Cuilou Yincao Quanji is the most comprehensive collection of Chen's poetry, containing her poetic works from 1915 to 1966. However, some of Chen's works were published posthumously. In 1972, Chen Xiaohui's nephew Chen Keyan published Cuiyinlou Yiji in Taipei. Chen Xiaohui's brother, Chen Dingshan, wrote an introduction for it. In 1985, Shi Zhecun published Cuilou Shimenglu.

===Novels and stories===
Like many Chinese women novelists in the early 20th century who had exposure to foreign languages, Chen both composed and translated novels. Her novels were published mostly before 1920, when she joined her father and brother in writing to help with her family's income. In 1916, she translated a short story by the French novelist Marcelle Tinayre. Guo Yanli observed that Chen's stories, such as "Xinfu Huawei Quan", imitate Western literature by their Western context and humorous style. However, Ma Qinqin believed that Chen also abided by Confucian values in her novels.

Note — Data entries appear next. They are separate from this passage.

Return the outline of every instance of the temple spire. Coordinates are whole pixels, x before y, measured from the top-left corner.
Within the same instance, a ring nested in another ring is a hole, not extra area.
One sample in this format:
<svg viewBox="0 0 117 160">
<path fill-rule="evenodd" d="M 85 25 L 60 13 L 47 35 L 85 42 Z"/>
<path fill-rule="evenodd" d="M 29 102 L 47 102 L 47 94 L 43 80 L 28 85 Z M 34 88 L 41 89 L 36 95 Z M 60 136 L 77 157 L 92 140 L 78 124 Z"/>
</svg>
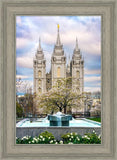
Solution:
<svg viewBox="0 0 117 160">
<path fill-rule="evenodd" d="M 75 47 L 75 50 L 78 51 L 78 40 L 77 40 L 77 37 L 76 37 L 76 47 Z"/>
<path fill-rule="evenodd" d="M 60 41 L 60 35 L 59 35 L 59 24 L 57 25 L 57 28 L 58 28 L 58 35 L 57 35 L 57 40 L 56 40 L 56 46 L 60 46 L 61 41 Z"/>
<path fill-rule="evenodd" d="M 42 48 L 41 48 L 41 40 L 39 38 L 39 47 L 38 47 L 38 51 L 42 51 Z"/>
</svg>

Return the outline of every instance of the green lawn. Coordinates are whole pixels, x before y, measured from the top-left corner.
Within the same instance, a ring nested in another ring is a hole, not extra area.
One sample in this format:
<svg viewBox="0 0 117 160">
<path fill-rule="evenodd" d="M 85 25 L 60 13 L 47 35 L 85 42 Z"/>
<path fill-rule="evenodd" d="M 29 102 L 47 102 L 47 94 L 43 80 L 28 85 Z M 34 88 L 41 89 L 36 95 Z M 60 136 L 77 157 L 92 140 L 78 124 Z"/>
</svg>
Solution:
<svg viewBox="0 0 117 160">
<path fill-rule="evenodd" d="M 93 121 L 96 121 L 96 122 L 101 122 L 101 117 L 98 117 L 98 118 L 87 118 L 87 119 L 90 119 L 90 120 L 93 120 Z"/>
</svg>

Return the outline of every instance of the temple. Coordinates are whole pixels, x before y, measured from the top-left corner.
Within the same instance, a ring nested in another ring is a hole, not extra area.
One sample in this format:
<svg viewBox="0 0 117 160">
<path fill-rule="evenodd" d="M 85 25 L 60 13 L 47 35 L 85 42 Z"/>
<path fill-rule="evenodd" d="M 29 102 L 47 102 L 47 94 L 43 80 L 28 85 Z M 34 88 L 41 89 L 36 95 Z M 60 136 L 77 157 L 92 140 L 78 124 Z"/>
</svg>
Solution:
<svg viewBox="0 0 117 160">
<path fill-rule="evenodd" d="M 34 93 L 42 94 L 48 92 L 57 80 L 68 77 L 72 79 L 71 87 L 74 92 L 81 94 L 84 91 L 84 60 L 78 46 L 77 38 L 74 51 L 71 55 L 72 59 L 70 60 L 70 57 L 68 57 L 67 60 L 60 40 L 60 29 L 58 25 L 57 39 L 51 56 L 51 70 L 49 73 L 46 73 L 46 60 L 39 39 L 39 46 L 33 60 Z"/>
</svg>

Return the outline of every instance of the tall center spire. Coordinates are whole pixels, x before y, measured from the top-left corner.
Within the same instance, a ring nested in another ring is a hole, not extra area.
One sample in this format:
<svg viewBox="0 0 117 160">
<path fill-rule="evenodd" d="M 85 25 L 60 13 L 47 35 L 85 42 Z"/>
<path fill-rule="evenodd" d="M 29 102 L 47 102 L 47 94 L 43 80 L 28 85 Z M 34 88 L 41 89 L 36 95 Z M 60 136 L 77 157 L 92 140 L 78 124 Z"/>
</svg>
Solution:
<svg viewBox="0 0 117 160">
<path fill-rule="evenodd" d="M 59 24 L 57 25 L 57 28 L 58 28 L 58 35 L 57 35 L 57 40 L 56 40 L 56 46 L 60 46 L 61 45 L 61 41 L 60 41 L 60 35 L 59 35 Z"/>
<path fill-rule="evenodd" d="M 38 47 L 38 51 L 42 51 L 42 48 L 41 48 L 41 40 L 39 38 L 39 47 Z"/>
<path fill-rule="evenodd" d="M 75 50 L 78 51 L 78 40 L 77 40 L 77 37 L 76 37 L 76 47 L 75 47 Z"/>
</svg>

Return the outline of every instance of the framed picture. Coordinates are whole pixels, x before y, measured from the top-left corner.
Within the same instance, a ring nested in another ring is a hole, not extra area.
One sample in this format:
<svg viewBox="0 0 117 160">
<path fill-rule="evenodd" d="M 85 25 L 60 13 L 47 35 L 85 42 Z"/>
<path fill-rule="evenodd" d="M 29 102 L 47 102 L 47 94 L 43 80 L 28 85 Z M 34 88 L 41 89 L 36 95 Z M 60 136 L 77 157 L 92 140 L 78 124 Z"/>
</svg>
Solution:
<svg viewBox="0 0 117 160">
<path fill-rule="evenodd" d="M 101 16 L 16 16 L 16 116 L 17 144 L 101 144 Z"/>
<path fill-rule="evenodd" d="M 116 5 L 1 2 L 1 159 L 117 158 Z"/>
</svg>

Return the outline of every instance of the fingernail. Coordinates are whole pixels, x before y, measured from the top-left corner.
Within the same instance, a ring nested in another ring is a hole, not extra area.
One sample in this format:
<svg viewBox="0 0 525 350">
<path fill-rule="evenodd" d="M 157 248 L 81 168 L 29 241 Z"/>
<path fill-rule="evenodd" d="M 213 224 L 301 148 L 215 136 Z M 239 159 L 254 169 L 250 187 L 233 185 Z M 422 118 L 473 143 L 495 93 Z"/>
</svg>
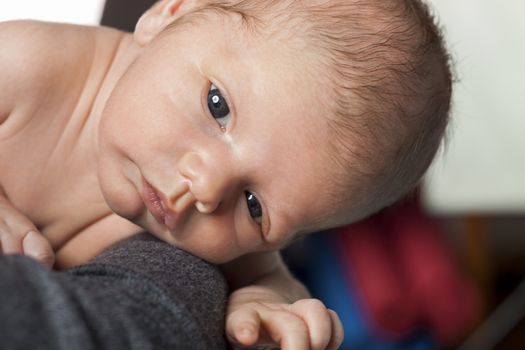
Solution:
<svg viewBox="0 0 525 350">
<path fill-rule="evenodd" d="M 241 334 L 250 335 L 250 334 L 252 334 L 252 333 L 253 333 L 253 331 L 252 331 L 251 328 L 247 328 L 247 327 L 245 327 L 245 328 L 241 329 Z"/>
<path fill-rule="evenodd" d="M 241 331 L 239 332 L 239 336 L 243 338 L 246 338 L 246 337 L 250 338 L 252 334 L 253 334 L 253 328 L 251 326 L 245 326 L 241 328 Z"/>
<path fill-rule="evenodd" d="M 30 231 L 24 238 L 24 254 L 27 256 L 40 261 L 46 266 L 52 266 L 55 261 L 55 256 L 52 251 L 48 251 L 44 247 L 45 241 L 42 241 L 41 235 L 36 231 Z M 49 247 L 51 249 L 51 247 Z"/>
</svg>

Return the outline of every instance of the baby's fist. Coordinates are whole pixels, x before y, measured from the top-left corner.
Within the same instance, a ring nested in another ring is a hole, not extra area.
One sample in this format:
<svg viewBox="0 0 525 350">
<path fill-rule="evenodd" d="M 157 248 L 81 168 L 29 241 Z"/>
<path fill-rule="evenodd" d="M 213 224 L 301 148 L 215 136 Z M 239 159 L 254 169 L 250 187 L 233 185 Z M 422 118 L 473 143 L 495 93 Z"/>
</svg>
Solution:
<svg viewBox="0 0 525 350">
<path fill-rule="evenodd" d="M 24 254 L 52 267 L 55 254 L 35 225 L 0 195 L 0 253 Z"/>
<path fill-rule="evenodd" d="M 332 350 L 343 341 L 339 317 L 317 299 L 230 307 L 226 332 L 234 349 Z"/>
</svg>

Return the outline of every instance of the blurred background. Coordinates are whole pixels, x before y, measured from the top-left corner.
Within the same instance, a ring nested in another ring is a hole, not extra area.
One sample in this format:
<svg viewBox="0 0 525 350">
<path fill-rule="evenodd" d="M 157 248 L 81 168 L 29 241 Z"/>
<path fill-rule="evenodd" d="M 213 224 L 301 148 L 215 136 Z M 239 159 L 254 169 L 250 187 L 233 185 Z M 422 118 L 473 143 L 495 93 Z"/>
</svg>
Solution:
<svg viewBox="0 0 525 350">
<path fill-rule="evenodd" d="M 20 18 L 133 30 L 148 0 L 0 2 Z M 456 74 L 419 191 L 285 252 L 336 310 L 342 349 L 525 349 L 525 2 L 430 0 Z"/>
</svg>

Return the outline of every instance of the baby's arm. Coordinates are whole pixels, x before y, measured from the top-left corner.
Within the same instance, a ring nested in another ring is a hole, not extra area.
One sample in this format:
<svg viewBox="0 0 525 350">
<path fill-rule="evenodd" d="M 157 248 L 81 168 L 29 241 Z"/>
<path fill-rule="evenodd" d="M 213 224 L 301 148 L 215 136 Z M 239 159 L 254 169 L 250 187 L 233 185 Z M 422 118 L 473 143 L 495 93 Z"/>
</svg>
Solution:
<svg viewBox="0 0 525 350">
<path fill-rule="evenodd" d="M 52 267 L 55 254 L 49 241 L 18 211 L 0 188 L 0 252 L 25 254 Z"/>
<path fill-rule="evenodd" d="M 310 298 L 279 252 L 243 256 L 223 265 L 223 271 L 232 288 L 226 332 L 234 347 L 324 350 L 340 346 L 339 317 Z"/>
<path fill-rule="evenodd" d="M 50 81 L 49 77 L 54 73 L 50 65 L 44 64 L 46 59 L 43 57 L 49 56 L 47 53 L 52 49 L 43 50 L 43 26 L 30 21 L 0 23 L 0 140 L 23 127 L 25 119 L 33 115 L 29 111 L 35 103 L 34 97 L 40 91 L 50 89 L 49 85 L 42 83 Z M 0 164 L 0 171 L 9 171 L 9 168 Z M 1 184 L 0 253 L 26 254 L 47 266 L 52 266 L 54 262 L 50 243 L 12 205 Z"/>
<path fill-rule="evenodd" d="M 64 47 L 58 46 L 60 38 L 58 43 L 50 40 L 59 34 L 51 27 L 27 20 L 0 22 L 0 139 L 36 114 L 37 96 L 53 90 L 51 83 L 63 66 L 52 63 Z"/>
</svg>

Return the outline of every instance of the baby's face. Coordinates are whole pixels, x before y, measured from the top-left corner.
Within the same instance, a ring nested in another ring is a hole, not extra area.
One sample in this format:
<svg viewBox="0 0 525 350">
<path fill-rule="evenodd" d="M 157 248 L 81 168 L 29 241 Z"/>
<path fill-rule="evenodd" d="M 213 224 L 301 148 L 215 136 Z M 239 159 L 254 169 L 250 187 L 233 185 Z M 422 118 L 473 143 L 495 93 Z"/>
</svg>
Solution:
<svg viewBox="0 0 525 350">
<path fill-rule="evenodd" d="M 299 55 L 224 16 L 158 37 L 102 117 L 111 209 L 216 263 L 315 229 L 330 207 L 326 89 Z"/>
</svg>

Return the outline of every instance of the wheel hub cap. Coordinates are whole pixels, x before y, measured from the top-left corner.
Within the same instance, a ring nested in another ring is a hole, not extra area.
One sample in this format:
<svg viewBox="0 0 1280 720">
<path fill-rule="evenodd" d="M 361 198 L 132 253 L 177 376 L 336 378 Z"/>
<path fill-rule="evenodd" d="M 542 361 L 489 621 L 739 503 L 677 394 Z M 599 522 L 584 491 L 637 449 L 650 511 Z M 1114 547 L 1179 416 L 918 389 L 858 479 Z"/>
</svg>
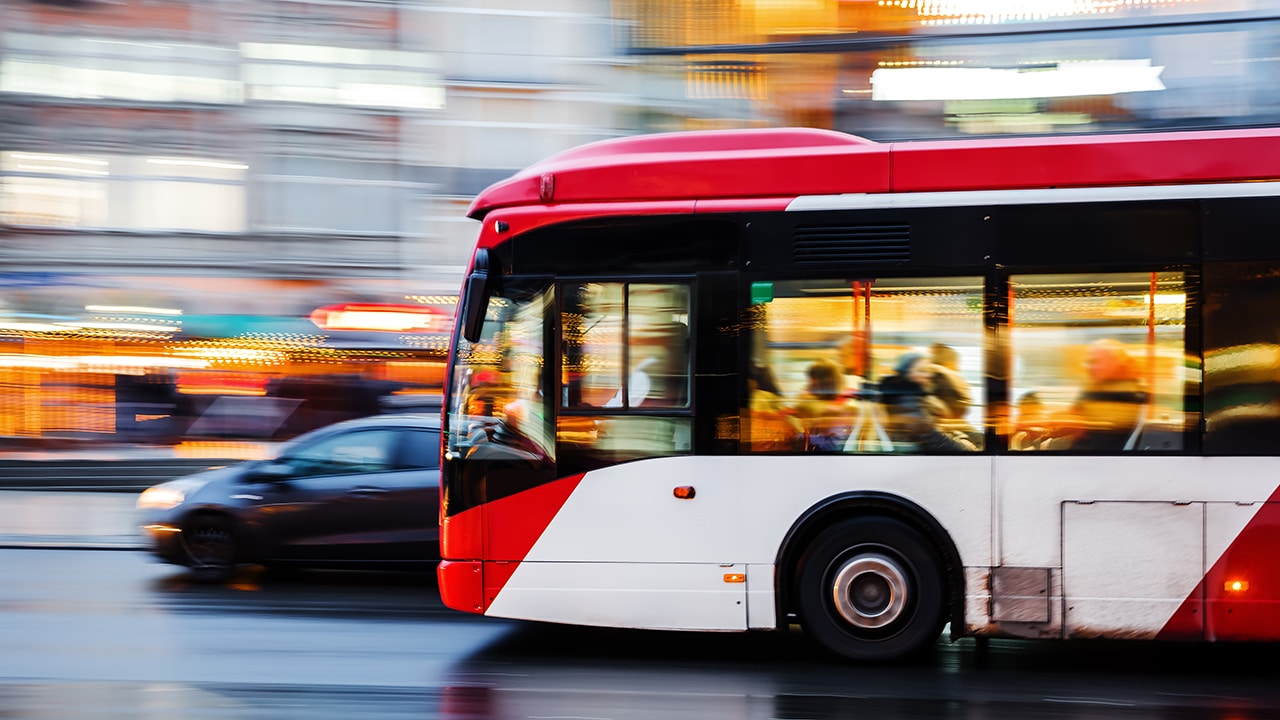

Some of the notable novels and short stories by Chen include:

==== Original works ====
- Chen, Cuina (1915)
- Chen, Cuina (1915)
- Chen, Cuina (1918)
- Xiaocui
- Xiaocui (1917)

====Translations====
- Chen, Xu (1917)
- Chen, Xu (1917)
- Chen, Xu

===Chinese plays===
In 1917, Chen and her father published a zaju (a form of Chinese play) together on Shen Bao. Chen independently published a zaju on Xinsheng Magazine in 1921. In 1922, Chen published Feng Qin Ji, which is her only currently surviving Chuanqi. According to Guo Mei, it is a love story containing Chen's personal opinion on the liberation of women and the freedom of marriage. In particular, Chen criticized the excessive sense of liberation of women at her time and the loss of Chinese culture and identity.

===Visual arts===
Chen started to study Chinese painting by herself when she was seventeen. In 1923, Banyue published a painting collaborated by her and Yang Shiyou. She began to publish her paintings independently from 1925. Chen made many Chinese paintings depicting women, which Peng Minzhe considered as a form of "self-portrayal" for Chen, an elite, educated woman.